Mając na uwadze powyższe wniósł o:

1.  zmianę zaskarżonego wyroku w całości tj. uwzględnienie powództwa w całości,

2.  ewentualnie w razie przyjęcia, iż Sąd I instancji nie rozpoznał istoty sprawy tj. oddalił powództwo z uwagi na niedochowanie terminu na złożenie oświadczenia o (...), czy też w ogóle nie przeprowadził postępowania dowodowego, uchylenie zaskarżonego wyroku i przekazanie sprawy do ponownego rozpoznania

3.  zasądzenie od pozwanego na rzecz powoda kosztów postępowania apelacyjnego, w tym kosztów zastępstwa procesowego w instancji odwoławczej według norm przepisanych.

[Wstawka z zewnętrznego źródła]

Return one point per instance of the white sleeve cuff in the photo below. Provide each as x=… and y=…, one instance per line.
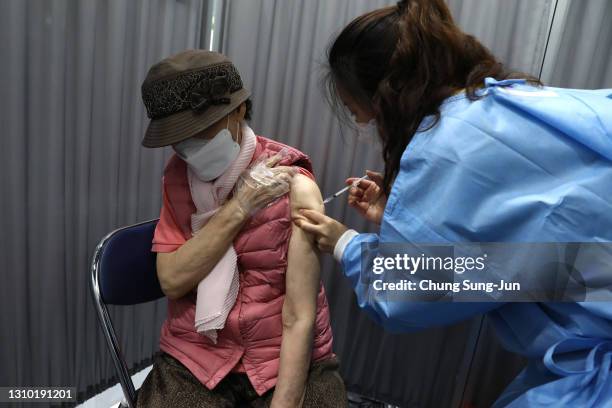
x=342, y=243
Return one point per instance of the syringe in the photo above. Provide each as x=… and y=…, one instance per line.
x=344, y=190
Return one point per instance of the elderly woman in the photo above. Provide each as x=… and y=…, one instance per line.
x=248, y=321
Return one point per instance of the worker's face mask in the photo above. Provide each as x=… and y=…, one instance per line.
x=366, y=131
x=209, y=158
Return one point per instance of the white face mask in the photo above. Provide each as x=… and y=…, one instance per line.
x=366, y=131
x=209, y=158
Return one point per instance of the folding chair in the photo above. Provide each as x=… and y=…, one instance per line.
x=123, y=273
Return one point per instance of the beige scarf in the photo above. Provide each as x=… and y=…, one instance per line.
x=218, y=291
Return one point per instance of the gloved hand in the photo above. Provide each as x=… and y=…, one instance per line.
x=263, y=183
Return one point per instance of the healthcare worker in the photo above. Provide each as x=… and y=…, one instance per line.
x=474, y=153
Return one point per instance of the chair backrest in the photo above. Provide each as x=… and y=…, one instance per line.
x=123, y=273
x=127, y=273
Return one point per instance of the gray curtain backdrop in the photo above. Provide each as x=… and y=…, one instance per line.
x=279, y=47
x=72, y=169
x=580, y=54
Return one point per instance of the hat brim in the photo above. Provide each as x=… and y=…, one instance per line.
x=183, y=125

W odpowiedzi na apelację pozwany wniósł o oddalenie apelacji w całości oraz o zasądzenie od powoda na swoją rzecz zwrotu kosztów zastępstwa procesowego w postępowaniu apelacyjnym według norm przepisanych.

Sąd Okręgowy zważył, co następuje.

Apelacja nie zasługiwała na uwzględnienie.

Sąd Okręgowy akceptuje w całości i przyjmuje za własne ustalenia faktyczne Sądu Rejonowego oraz dokonaną przez Sąd I instancji ocenę dowodów. Zgodnie zatem z treścią art. 387 § 2 1 pkt 1) k.p.c. nie istniała potrzeba powtarzania powyższych ustaleń.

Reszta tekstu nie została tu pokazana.